Dates, citations, and technology codes are just a small fraction of the information in the patent record. The information includes the unique identification number assigned to each patent, along with standardized information about when the invention was filed with the USPTO, when it was granted a patent, and the inventors of the patent. The record also contains text describing the invention’s important technological features, including a title, an abstract, and a list of “claims” that describe the invention’s novel technological features. Current text-analysis tools include automated methods for mining the text in the patent record and identifying the key technological features of each invention. The record also lists the USPTO technology codes that correspond to the main technological capacities contained in an invention. One can view a new invention as coming into existence (being “born”) when it is granted by the USPTO and as “reproducing” whenever another patent cites it as so-called prior art” (earlier patented inventions that are relevant to a new patent’s claims of originality). Then one can reconstruct the complete genealogy of every patented invention. This is one reason why patented technology is an exceptionally rich and feasible context for studying the evolution of cultural traits.

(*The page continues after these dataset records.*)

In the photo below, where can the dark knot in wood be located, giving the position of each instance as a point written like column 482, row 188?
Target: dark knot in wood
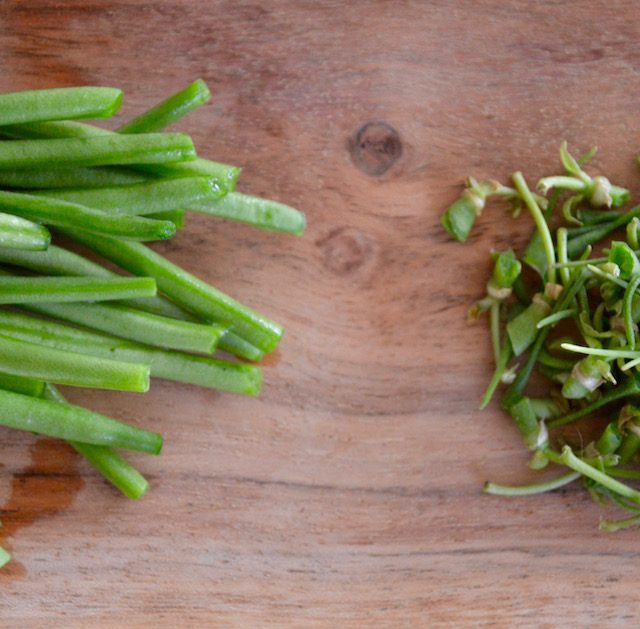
column 375, row 147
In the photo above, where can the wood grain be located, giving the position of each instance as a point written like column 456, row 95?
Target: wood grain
column 349, row 493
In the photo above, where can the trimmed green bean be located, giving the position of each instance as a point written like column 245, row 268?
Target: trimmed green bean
column 136, row 325
column 20, row 384
column 262, row 213
column 99, row 150
column 177, row 217
column 26, row 290
column 225, row 175
column 58, row 261
column 185, row 289
column 108, row 462
column 74, row 423
column 170, row 110
column 53, row 178
column 19, row 233
column 59, row 104
column 61, row 213
column 170, row 365
column 142, row 198
column 33, row 359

Cultural and biological evolution are often compared, so it is worth stressing that the population of patents has some properties never found in biological populations. One simple example is that existing patents never die and go out of existence. A more important example is the hyperparental genealogies that they form. On average a patent’s prior art consists of roughly a dozen earlier inventions; the magnitude of this number demonstrates the hyperparental nature of patented technology. Formal tools for describing hyperparental inheritance networks have only recently been developed (Kerr and Godfrey-Smith 2009; see chapter 5 of this volume), so how well traits flow through hyperparental genealogies is an open but answerable empirical question. Hyperparentality makes a new invention’s technological features a mix and combination of many earlier sources, and those features are often intentionally modified and blended by individual rational agents, so parent–offspring connections might be too degraded to enable certain kinds of natural selection to occur (Godfrey-Smith 2009, 2012).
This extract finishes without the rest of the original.